Compared to whole tablet, crushed prasugrel was found to result in reduced P2Y12 reaction units by 30 minutes post-LD. Significant differences in reduced P2Y12 inhibition time persisted at 1, 2, and 4 hours post-LD. After 6 hours, significant differences were no longer observed. PK assessments also showed a greater than 3-fold faster absorption of crushed prasugrel compared with whole tablet. Clinical outcomes weren’t investigated.

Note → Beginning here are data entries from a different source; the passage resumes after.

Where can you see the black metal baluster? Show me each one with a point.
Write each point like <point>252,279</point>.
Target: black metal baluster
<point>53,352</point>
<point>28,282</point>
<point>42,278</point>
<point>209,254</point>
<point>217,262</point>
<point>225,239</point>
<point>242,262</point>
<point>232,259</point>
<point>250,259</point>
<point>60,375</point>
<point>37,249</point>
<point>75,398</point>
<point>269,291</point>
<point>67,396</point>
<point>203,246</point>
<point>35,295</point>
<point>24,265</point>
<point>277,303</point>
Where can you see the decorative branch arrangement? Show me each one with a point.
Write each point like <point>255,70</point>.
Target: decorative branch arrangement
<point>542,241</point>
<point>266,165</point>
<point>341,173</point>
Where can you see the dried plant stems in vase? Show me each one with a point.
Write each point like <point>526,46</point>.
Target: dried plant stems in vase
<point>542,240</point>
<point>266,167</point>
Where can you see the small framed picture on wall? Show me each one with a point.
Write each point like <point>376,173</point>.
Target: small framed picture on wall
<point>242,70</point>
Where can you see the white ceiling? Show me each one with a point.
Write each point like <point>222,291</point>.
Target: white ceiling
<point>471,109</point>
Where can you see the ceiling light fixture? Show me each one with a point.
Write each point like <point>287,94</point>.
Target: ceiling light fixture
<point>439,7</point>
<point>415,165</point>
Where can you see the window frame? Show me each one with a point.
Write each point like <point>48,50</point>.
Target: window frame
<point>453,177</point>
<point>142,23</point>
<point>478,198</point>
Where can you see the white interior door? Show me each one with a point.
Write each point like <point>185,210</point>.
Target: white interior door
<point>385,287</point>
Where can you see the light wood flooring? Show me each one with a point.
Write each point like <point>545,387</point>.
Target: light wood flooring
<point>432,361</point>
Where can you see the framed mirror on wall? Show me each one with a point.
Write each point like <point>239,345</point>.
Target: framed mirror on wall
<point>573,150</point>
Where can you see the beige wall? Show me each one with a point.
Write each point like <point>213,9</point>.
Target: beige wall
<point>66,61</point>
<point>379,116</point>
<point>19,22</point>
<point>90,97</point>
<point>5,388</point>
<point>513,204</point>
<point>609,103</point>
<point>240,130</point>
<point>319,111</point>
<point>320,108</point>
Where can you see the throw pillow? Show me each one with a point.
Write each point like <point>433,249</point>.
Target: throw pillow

Key Points for Pharmacists

  • Crushed prasugrel showed more favorable drug bioavailability and platelet inhibitory effects compared to whole tablets in STEMI patients undergoing PCI.
  • The translation of these PK/PD results on clinical effects as well as long-term outcomes require a larger-scale efficacy trial.
  • Notably, cardiogenic shock patients requiring nasogastric tube were excluded from the study. This subset of patients may benefit most favorably from crushed P2Y12 inhibitors, but further investigation is needed.

References

  • Gillinov AM, et al. Rate control versus rhythm control for atrial fibrillation after cardiac surgery. N Engl J Med. 2016. [Epub ahead of print]
  • Vaduganathan M, et al. Proton-pump inhibitors reduce gastrointestinal events regardless of aspirin dose in patients requiring dual antiplatelet therapy. J Am Coll Cardiol. 2016;67(14):1661-1671.
  • Franchi F, et al. Pharmacodynamic effects of switching from prasugrel to ticagrelor: results of the prospective, randomized SWAP-3 study. JACC Cardiovasc Interv. 2016. [Epub ahead of print]
  • Kudenchuk PJ, et al. Amiodarone, lidocaine, or placebo in out-of-hospital cardiac arrest. N Engl J Med. 2016;374(18):1711-1722.
  • McMurray JJ, et al. Aliskiren, enalapril, or aliskiren and enalapril in heart failure. N Engl J Med. 2016;374(16):1521-1532.
  • Bhatt DL. LBCT IV. CARIN: a prospective, comparative, randomized, multi-center, double-blinded, placebo-controlled, phase 2a study of the safety and efficacy of CMX-2043 for periprocedural injury protection in subjects undergoing coronary angiography at risk of radio-contrast induced nephropathy. Presented at the 65th Annual Scientific Session and Expo of the American College of Cardiology. April 2-4, 2016; Chicago, IL.
  • Nissen SE, Stroes E, Dent-Acosta RE, et al. Efficacy and tolerability of evolocumab vs ezetimibe in patients with muscle-related statin intolerance: The GAUSS-3 Randomized Clinical Trial. JAMA. 2016;315(15):1580-1590.
  • Nicholls SJ, et al. Assessment of the clinical effects of cholesteryl ester transfer protein inhibition with evacetrapib in patients at high risk for vascular outcomes: Rationale and design of the ACCERLERATE trial. Am Heart J. 2015;170(6):1061-1069.
  • Yusuf S, Lonn EM, Pais P, et al. Blood-pressure and cholesterol lowering in people without cardiovascular disease. N Engl J Med. 2016. [Epub ahead of print]
  • Rollini F, Franchi F, Hu J, et al. Crushed prasugrel tablets in patients with STEMI undergoing primary percutaneous coronary intervention: the CRUSH study. J Am Coll Cardiol. 2016;67(17):1994-2004.